This vulnerability is apparently the result of 1990s politics. The Clinton administration required weak “export keys” to be used in any software or hardware that was exported out of the US.

“This bug causes them to accept RSA export-grade keys even when the client didn’t ask for export-grade RSA,” Green wrote in a blog post detailing the FREAK vulnerability. “The impact of this bug can be quite nasty: it admits a ‘man in the middle’ attack whereby an active attacker can force down the quality of a connection, provided that the client is vulnerable and the server supports export RSA.”

A list of vulnerable websites is here. N4BB is not listed as a vulnerable site, nor could it be. You may have noticed we recently shifted from HTTP to HTTPS. In the interest of our users’ safety, we use HTTP Strict Transport Security (HSTS).

HSTS (RFC 6797) is a header which allows our website to specify and enforce security policy in your web browsers. This policy enforcement protects our secure website from downgrade attacks (like FREAK) and SSL stripping, and helps protect against cookie hijacking. This allows our web server to declare a policy that browsers will only connect using secure HTTPS connections, and ensures end users (you) do not “click through” critical security warnings. HSTS is an important security mechanism for high security sites. HSTS headers are only respected when served over HTTPS connections, not HTTP.

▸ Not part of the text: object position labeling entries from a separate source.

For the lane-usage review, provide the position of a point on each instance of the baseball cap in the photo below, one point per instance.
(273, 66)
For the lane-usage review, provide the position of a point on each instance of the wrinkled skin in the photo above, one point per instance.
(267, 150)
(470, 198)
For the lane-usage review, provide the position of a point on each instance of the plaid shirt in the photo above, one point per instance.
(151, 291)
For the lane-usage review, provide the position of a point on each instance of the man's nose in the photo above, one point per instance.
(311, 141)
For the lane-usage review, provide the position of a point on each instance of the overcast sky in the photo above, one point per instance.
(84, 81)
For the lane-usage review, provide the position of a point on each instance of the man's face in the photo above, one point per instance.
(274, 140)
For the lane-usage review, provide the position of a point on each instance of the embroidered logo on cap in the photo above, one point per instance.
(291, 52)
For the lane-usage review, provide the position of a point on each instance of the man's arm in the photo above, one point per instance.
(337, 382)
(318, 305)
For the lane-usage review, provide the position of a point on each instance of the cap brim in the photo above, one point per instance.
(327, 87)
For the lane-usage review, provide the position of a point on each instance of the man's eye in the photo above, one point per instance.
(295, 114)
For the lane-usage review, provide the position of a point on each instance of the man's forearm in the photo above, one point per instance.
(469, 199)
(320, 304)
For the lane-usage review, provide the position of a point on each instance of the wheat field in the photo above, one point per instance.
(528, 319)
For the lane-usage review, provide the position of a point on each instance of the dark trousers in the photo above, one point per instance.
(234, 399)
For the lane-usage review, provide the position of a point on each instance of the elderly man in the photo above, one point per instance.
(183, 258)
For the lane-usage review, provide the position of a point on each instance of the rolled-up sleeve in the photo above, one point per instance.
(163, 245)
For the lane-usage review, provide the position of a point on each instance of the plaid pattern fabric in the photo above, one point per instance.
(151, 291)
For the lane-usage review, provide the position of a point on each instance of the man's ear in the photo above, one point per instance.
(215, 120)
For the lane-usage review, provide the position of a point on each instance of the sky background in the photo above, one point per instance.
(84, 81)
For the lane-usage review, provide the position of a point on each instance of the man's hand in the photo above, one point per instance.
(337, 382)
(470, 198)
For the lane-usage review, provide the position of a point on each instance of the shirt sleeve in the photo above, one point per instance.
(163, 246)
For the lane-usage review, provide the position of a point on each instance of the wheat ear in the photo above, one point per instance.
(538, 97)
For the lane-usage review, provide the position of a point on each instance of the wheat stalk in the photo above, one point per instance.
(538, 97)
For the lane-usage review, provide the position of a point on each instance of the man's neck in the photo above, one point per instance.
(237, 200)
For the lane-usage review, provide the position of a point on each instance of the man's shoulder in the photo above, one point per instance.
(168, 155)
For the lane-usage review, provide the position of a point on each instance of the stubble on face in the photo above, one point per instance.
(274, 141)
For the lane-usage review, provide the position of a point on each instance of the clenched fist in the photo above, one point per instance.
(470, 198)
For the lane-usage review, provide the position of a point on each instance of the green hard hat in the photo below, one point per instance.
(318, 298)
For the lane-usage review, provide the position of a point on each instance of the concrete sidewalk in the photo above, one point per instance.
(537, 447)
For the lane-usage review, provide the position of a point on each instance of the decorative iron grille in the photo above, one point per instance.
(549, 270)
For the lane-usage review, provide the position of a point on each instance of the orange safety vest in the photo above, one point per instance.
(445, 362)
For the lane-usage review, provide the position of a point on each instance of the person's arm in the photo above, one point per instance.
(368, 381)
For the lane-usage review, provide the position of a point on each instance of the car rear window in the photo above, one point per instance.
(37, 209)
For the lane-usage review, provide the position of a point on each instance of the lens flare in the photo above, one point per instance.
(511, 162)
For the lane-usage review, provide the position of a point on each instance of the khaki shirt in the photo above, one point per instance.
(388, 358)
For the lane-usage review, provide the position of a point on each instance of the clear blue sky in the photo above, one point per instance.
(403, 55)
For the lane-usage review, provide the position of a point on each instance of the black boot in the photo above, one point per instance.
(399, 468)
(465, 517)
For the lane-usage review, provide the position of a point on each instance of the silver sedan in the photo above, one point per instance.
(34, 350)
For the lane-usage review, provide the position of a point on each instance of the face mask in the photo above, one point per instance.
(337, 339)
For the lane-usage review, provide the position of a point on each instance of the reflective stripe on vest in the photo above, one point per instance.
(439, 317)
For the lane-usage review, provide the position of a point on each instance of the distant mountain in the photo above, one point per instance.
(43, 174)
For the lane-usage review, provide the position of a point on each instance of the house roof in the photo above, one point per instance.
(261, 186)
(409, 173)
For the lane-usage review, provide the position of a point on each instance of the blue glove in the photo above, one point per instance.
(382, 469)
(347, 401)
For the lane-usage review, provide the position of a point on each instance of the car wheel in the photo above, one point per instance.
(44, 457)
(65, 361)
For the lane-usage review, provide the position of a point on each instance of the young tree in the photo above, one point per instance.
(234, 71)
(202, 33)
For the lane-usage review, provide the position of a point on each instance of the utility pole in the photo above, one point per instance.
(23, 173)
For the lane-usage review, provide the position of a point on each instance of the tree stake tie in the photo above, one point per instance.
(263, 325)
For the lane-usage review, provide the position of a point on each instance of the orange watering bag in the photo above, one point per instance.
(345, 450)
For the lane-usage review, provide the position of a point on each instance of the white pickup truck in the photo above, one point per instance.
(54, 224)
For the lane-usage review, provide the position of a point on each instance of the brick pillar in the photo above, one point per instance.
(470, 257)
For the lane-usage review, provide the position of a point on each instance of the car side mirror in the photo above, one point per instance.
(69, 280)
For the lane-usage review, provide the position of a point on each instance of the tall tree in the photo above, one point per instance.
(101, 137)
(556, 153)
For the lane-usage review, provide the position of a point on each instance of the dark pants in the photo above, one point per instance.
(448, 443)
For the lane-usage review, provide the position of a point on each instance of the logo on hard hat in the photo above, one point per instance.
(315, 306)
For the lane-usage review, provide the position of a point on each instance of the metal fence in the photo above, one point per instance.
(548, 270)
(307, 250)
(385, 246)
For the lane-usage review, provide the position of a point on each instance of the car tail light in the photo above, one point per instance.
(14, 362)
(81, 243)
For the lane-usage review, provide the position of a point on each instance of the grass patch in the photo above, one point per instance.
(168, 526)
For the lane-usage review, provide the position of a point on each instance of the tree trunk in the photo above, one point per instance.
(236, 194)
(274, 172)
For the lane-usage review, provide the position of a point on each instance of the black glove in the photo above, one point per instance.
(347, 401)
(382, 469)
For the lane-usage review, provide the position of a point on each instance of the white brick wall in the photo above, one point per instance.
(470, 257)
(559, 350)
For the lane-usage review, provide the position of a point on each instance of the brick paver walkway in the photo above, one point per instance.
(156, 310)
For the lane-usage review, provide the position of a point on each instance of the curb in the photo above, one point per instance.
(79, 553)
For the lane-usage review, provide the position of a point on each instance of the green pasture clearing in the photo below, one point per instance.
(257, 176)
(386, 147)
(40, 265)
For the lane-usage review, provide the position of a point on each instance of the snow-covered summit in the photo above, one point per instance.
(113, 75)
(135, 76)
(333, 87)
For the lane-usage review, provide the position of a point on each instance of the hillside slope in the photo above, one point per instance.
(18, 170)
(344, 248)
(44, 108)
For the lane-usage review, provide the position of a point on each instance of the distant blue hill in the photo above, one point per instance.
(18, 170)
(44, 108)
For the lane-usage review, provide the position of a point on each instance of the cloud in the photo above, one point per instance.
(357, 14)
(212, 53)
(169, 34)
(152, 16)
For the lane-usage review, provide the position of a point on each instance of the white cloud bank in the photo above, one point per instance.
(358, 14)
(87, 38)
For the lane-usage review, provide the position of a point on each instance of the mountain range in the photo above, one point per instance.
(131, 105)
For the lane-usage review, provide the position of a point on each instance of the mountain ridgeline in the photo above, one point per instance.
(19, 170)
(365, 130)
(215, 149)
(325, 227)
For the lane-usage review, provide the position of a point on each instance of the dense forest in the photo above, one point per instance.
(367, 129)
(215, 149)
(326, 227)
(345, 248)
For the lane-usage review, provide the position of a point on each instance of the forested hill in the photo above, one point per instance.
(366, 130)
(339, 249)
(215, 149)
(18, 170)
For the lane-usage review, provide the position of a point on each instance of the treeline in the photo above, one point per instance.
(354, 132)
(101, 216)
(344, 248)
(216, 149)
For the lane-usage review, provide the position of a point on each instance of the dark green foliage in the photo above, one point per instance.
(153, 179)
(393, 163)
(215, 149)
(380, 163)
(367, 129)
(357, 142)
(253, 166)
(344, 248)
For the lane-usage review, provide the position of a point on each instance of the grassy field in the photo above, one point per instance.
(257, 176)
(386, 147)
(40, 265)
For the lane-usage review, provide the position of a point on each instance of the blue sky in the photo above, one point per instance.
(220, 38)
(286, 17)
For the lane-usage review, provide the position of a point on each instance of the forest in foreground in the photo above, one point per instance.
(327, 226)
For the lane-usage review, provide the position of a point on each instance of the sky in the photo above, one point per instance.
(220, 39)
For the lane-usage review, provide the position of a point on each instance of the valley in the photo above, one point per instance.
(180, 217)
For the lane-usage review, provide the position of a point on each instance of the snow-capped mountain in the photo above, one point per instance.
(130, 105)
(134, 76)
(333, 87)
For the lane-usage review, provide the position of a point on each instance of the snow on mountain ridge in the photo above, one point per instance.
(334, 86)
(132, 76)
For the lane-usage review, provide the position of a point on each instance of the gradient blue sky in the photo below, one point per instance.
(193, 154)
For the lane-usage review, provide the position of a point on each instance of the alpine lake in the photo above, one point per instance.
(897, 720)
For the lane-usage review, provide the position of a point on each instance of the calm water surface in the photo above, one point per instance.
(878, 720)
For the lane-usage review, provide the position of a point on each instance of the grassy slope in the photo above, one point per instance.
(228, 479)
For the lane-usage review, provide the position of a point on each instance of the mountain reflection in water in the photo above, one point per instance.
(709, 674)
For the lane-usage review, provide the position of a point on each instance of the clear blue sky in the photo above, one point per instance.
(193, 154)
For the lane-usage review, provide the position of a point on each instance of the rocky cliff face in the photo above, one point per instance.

Furthermore, our SSL does not support “export grade” cryptography and we use the non-vulnerable version of OpenSSL. Outdated protocols and ciphers (such as SSLv3, RC4) have been disabled and keep up to date with the latest and most secure ciphers (such as ChaCha-Poly, forward secrecy and elliptic curves).

Your anonymity and security is of top priority when you access or have an account on N4BB or the UMG Mobile store.